Marholm's fiction frequently featured female protagonists who sought and found fulfillment within the institution of marriage, a thematic choice that reflected her complex relationship with the broader feminist movement of her era. While she identified as a "New Woman" and actively wrote about feminist issues, her specific beliefs regarding gender relations and domesticity alienated some contemporary feminists, who did not view her as part of their movement. Marholm maintained that literature possessed the power to improve and harmonize relations between genders.
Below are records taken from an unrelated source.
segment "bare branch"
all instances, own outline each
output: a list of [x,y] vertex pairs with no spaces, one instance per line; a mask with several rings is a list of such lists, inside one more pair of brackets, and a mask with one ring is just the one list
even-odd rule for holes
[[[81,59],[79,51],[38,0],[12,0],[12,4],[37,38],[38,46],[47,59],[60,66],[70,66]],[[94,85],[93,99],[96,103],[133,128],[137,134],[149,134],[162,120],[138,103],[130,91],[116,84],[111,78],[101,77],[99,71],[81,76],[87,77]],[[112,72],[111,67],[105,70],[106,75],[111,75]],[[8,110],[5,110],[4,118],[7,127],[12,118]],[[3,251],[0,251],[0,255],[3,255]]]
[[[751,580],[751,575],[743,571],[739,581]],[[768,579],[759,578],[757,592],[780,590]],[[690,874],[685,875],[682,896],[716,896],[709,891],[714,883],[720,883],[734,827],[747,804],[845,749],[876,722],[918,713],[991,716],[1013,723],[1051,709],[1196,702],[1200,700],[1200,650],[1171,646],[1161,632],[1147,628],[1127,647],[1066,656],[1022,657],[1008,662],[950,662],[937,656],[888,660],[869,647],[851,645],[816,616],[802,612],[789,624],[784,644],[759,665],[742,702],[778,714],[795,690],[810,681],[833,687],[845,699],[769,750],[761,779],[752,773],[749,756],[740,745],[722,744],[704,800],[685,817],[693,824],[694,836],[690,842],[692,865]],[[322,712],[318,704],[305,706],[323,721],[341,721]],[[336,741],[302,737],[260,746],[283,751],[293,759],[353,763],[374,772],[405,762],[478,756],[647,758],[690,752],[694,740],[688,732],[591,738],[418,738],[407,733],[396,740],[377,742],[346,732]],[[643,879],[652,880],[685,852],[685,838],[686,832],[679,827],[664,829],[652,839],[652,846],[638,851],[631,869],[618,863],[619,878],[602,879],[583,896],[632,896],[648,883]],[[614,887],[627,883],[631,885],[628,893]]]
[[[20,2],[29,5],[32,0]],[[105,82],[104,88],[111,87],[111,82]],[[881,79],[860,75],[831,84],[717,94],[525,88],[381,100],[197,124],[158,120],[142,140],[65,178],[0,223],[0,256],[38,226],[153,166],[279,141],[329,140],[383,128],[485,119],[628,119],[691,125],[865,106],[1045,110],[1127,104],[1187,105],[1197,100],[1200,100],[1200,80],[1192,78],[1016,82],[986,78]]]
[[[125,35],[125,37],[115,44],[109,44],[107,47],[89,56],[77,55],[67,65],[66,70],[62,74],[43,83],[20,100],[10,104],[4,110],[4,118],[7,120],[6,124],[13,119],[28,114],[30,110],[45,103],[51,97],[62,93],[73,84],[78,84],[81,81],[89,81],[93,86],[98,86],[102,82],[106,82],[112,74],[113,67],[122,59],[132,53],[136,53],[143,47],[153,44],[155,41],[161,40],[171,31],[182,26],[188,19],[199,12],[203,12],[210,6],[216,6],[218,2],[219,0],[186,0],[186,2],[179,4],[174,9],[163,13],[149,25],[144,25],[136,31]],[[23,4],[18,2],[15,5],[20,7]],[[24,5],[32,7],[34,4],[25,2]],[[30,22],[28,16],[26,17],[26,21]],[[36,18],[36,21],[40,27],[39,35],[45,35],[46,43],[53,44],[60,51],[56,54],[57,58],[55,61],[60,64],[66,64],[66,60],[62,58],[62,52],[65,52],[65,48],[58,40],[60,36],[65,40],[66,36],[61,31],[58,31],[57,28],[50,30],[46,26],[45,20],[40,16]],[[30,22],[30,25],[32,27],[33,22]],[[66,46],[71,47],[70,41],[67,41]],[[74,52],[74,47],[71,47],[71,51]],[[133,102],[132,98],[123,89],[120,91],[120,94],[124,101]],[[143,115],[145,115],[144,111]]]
In addition to her creative writing, Marholm was a trailblazer in what would later be termed "gynocriticism"—the study of women as writers. Nearly seventy years before the term was formally coined, she engaged in feminist literary criticism, with a particular focus on analyzing the works and lives of Nordic women authors. Through these critical essays and biographies, she sought to carve out a distinct space for female intellectual and artistic expression.